CIA compliant Human Rights Watch would quote 'rebel witnesses' and give an 'apparent' figure of thousands of civilians killed by government forces, only to reduce that number a few years later. But throughout 2011, HRW's still published amazingly brazen baldfaced lies, with no attempt at documentation. In HRW's film, 'The Death of a Dictator,' which would have been better titled 'HRW Role in the Murder of Libya,' "protests against the rule of Libyan leader Muammar Gaddafi broke out in Libya in February 2011, the government's security forces responded by opening fire on the protesters." Amnesty International was involved similarly, denouncing the murdering of civilians, after justifying international condemnation by preaching entirely false reports. By contrast, top German news agency Reuters, in its 'Nine Month Time Line' coverage of the fighting in Libya in 2011, contains not one single mention of any Libyan government malfeasance, and its reporters had slipped into Benghazi even before NATO bombing began and found it a locked down patrolled city with a cowed citizenry. During the months it took to destroy Libya, neither CNN, nor its media partner in crime, Qatar's Al Jazeera, ever televised one single corroborating video or photo of and sizable protestors demonstrating, peaceful or otherwise, let alone of a demonstration of civilians being fired upon.
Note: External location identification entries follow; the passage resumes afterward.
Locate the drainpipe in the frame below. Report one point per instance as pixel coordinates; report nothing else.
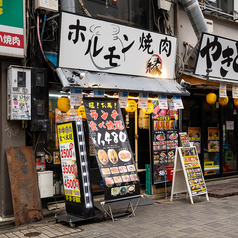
(195, 16)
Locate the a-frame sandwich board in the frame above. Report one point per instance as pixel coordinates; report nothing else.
(188, 176)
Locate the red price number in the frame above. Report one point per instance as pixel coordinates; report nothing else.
(66, 153)
(68, 169)
(71, 183)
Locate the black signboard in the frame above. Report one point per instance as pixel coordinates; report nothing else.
(112, 148)
(193, 170)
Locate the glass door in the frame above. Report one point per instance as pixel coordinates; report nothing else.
(229, 138)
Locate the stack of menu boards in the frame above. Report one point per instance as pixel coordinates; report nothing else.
(194, 134)
(193, 170)
(188, 176)
(165, 141)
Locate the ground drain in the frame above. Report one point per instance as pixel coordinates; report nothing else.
(32, 234)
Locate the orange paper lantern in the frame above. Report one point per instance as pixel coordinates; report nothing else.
(211, 98)
(149, 109)
(223, 101)
(236, 102)
(63, 104)
(81, 112)
(131, 106)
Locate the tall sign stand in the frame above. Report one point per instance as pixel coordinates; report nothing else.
(75, 171)
(188, 176)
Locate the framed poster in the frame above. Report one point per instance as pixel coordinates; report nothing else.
(194, 134)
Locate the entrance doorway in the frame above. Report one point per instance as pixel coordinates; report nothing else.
(217, 127)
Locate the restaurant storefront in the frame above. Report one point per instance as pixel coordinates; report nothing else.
(210, 113)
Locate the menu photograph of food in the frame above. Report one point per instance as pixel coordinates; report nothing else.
(112, 148)
(193, 170)
(165, 140)
(194, 134)
(184, 139)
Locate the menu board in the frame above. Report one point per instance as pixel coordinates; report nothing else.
(184, 141)
(194, 134)
(165, 139)
(193, 170)
(68, 162)
(213, 139)
(112, 148)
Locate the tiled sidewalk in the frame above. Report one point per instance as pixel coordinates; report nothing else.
(216, 218)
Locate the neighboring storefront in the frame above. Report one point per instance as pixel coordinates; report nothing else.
(210, 113)
(96, 62)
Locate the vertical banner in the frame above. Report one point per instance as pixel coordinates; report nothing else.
(75, 97)
(143, 100)
(234, 91)
(68, 162)
(112, 148)
(163, 102)
(222, 91)
(123, 97)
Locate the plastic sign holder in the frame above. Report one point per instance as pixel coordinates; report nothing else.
(188, 176)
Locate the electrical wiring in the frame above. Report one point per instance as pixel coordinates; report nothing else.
(38, 35)
(155, 19)
(85, 11)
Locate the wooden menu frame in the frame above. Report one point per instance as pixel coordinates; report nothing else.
(188, 176)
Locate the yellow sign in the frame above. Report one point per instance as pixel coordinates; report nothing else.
(65, 133)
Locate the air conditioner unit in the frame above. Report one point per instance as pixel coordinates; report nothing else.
(48, 5)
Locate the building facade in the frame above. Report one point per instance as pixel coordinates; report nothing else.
(38, 30)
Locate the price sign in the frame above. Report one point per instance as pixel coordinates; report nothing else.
(68, 162)
(112, 148)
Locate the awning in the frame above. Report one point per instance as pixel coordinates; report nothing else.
(85, 80)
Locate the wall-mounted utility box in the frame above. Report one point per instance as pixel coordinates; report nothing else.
(45, 181)
(39, 100)
(48, 5)
(18, 93)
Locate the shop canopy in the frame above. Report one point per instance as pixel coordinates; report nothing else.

Almost at the same time as first reports of violence, as if on cue, had come charges carried in Western media from Libyan exiles in various countries accusing Gaddafi of hiring mercenaries. After investigation, it proved to be to the contrary. The CIA and its cooperating European branches would have had little difficulty in recruiting from the significant population of veteran terrorists in Eastern Libya and nearby Arab nations, who had fought in Iraq and Afghanistan. [see documentation further down in this article].
A mere nine days after the first disturbance in Libya, UN Security Council
Resolution 1970, proposed by US, UK, France and Germany, was passed, imposing sanctions on Gaddafi and his family without any investigation. The resolution referred to Libya's defending the nation from armed attack in slanderous wording calling for action by International Criminal Court (ICC). Amazingly, this rush to both condemn and punish the leadership of a permanent member of the United Nations was based solely on CNN and Aljazeera reports without UN verification, with some members of the council referring to the defection of the Libyan Ambassador and his deputy who quickly testified against their government in resigning.
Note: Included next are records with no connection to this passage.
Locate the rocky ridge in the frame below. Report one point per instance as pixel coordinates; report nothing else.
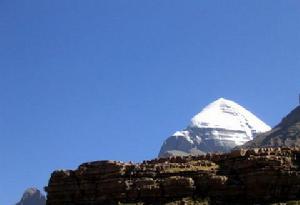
(32, 196)
(286, 133)
(244, 176)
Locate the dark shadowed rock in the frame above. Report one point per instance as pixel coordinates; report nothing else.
(32, 196)
(255, 176)
(286, 133)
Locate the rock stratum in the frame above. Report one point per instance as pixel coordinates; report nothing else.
(32, 196)
(244, 176)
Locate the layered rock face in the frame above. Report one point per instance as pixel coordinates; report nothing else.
(254, 176)
(32, 196)
(219, 127)
(286, 133)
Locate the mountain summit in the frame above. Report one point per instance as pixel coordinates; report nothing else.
(219, 127)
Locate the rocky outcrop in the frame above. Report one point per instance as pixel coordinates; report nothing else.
(254, 176)
(286, 133)
(32, 196)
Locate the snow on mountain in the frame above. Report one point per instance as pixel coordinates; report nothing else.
(219, 127)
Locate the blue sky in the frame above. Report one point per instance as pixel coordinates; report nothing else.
(92, 80)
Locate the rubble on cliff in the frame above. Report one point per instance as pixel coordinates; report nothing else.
(244, 176)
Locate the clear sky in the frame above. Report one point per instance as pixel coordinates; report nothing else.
(91, 80)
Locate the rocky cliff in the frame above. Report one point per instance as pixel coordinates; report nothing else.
(254, 176)
(286, 133)
(32, 196)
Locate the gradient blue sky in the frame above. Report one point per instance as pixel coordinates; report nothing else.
(90, 80)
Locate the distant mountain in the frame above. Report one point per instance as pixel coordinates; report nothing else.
(219, 127)
(286, 133)
(32, 196)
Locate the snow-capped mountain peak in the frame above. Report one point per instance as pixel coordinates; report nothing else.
(220, 126)
(229, 115)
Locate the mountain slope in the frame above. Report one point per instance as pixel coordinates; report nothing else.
(32, 196)
(219, 127)
(286, 133)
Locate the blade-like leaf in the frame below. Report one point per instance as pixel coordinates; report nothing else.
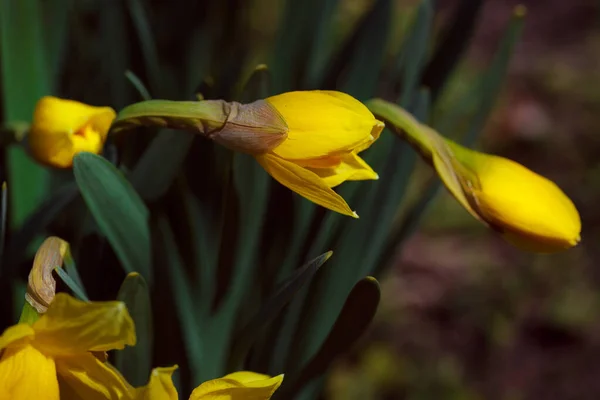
(117, 209)
(25, 78)
(282, 296)
(138, 85)
(39, 220)
(356, 315)
(414, 51)
(184, 299)
(144, 32)
(161, 162)
(135, 363)
(71, 284)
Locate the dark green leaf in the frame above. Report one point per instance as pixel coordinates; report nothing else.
(282, 296)
(117, 209)
(135, 363)
(184, 299)
(71, 284)
(138, 85)
(39, 220)
(356, 315)
(161, 162)
(25, 78)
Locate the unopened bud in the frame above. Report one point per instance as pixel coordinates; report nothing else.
(253, 128)
(41, 285)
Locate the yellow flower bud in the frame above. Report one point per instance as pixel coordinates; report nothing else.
(308, 141)
(62, 128)
(527, 209)
(530, 211)
(326, 131)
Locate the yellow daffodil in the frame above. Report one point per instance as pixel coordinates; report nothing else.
(241, 385)
(308, 141)
(62, 128)
(326, 131)
(54, 354)
(529, 210)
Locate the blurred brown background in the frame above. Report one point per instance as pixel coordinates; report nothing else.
(465, 315)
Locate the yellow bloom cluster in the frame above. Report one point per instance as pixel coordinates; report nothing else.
(310, 143)
(61, 356)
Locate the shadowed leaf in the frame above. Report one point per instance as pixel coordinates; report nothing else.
(117, 209)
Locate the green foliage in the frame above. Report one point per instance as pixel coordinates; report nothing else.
(222, 246)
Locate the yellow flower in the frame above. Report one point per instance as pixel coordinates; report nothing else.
(241, 385)
(55, 352)
(528, 209)
(62, 128)
(326, 131)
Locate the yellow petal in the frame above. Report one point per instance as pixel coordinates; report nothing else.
(322, 123)
(71, 327)
(88, 378)
(160, 386)
(351, 168)
(530, 210)
(305, 183)
(62, 128)
(15, 335)
(238, 386)
(27, 374)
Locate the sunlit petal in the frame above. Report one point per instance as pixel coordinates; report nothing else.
(91, 379)
(62, 128)
(304, 182)
(27, 374)
(15, 335)
(351, 168)
(322, 123)
(71, 326)
(238, 386)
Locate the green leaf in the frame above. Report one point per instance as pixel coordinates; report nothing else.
(37, 221)
(283, 294)
(258, 85)
(480, 100)
(493, 80)
(451, 46)
(117, 209)
(321, 45)
(161, 162)
(56, 30)
(364, 53)
(25, 79)
(135, 363)
(414, 52)
(186, 307)
(138, 85)
(115, 46)
(3, 210)
(356, 315)
(149, 51)
(77, 290)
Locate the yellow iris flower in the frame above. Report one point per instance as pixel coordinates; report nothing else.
(243, 385)
(326, 131)
(62, 128)
(55, 352)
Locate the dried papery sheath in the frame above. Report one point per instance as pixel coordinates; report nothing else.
(41, 285)
(253, 128)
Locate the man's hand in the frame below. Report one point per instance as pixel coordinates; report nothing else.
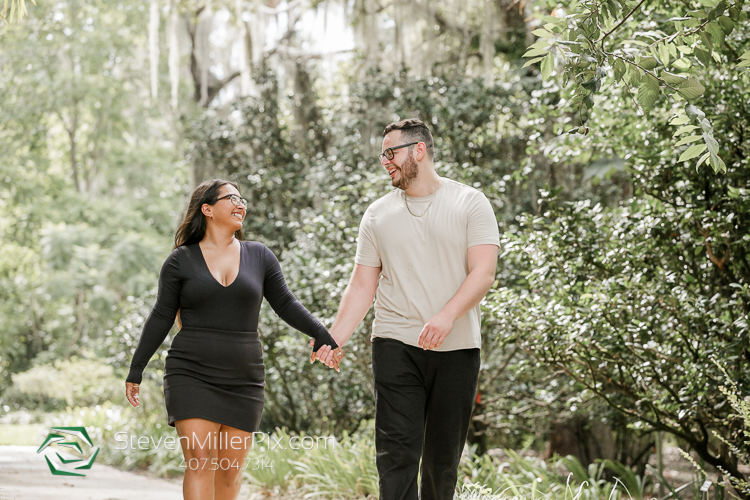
(435, 331)
(327, 356)
(131, 393)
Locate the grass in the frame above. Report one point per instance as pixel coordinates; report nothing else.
(344, 471)
(22, 434)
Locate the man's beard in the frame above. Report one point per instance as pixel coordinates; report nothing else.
(408, 173)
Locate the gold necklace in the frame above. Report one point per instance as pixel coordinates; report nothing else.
(428, 206)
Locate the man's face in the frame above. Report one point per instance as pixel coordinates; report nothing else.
(403, 168)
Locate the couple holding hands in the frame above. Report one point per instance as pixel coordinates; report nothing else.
(426, 253)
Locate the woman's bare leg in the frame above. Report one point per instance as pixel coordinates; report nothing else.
(199, 440)
(232, 454)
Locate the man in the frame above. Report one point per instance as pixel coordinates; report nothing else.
(429, 249)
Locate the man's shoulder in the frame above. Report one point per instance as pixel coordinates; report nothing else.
(384, 201)
(461, 191)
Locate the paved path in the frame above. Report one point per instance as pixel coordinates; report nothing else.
(24, 475)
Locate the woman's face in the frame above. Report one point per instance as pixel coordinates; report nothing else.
(224, 212)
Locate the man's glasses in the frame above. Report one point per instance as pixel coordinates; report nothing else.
(236, 200)
(388, 153)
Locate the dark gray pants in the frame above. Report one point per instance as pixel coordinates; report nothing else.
(423, 403)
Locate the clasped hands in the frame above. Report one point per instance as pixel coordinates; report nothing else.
(327, 356)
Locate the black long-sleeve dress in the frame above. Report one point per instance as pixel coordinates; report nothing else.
(214, 369)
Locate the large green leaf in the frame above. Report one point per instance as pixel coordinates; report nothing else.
(548, 64)
(692, 152)
(691, 89)
(687, 140)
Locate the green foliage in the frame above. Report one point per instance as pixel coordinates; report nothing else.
(669, 48)
(74, 382)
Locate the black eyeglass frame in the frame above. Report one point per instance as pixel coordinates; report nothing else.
(242, 201)
(388, 153)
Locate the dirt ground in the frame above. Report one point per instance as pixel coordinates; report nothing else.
(24, 475)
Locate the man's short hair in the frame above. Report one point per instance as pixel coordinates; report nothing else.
(413, 130)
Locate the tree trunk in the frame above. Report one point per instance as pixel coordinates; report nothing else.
(153, 47)
(174, 52)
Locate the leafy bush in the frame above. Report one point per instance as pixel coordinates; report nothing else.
(71, 382)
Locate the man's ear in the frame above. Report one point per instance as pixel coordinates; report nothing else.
(421, 150)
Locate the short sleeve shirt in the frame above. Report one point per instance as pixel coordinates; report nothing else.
(423, 260)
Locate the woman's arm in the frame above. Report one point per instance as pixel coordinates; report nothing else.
(288, 307)
(160, 321)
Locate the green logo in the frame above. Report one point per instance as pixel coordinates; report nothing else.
(65, 465)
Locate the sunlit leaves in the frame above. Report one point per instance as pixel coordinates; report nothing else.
(691, 89)
(670, 48)
(692, 152)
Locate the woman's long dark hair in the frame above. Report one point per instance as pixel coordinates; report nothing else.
(193, 227)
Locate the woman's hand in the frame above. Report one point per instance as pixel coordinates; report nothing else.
(327, 356)
(131, 392)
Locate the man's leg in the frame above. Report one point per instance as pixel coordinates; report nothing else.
(451, 394)
(400, 396)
At the ten day mark, February 28 - EU governments approved a package of sanctions against Gaddafi and his closest advisers including an arms embargo and bans on travel to the bloc.
March 5- only 18 days after the first disturbance - The National Council met in Benghazi and declares itself the sole representative for LibyaMarch 10 - a few days later, France recognized the Libyan National Council as the "legitimate representative of Libya's people." Libya suspended diplomatic relations with France the next day.
March 16- at the one month mark- Forces loyal to Gaddafi are near rebel-held Benghazi, and Gaddafi's son Saif al-Islam tells France-based TV channel Euronews: "Everything will be over in 48 hours."
- and the following day March 17, exactly one month after first violence - The U.N. Security Council votes to authorize a no-fly zone over Libya and "all necessary measures" - (code for military action) -- to protect civilians against Gaddafi's army.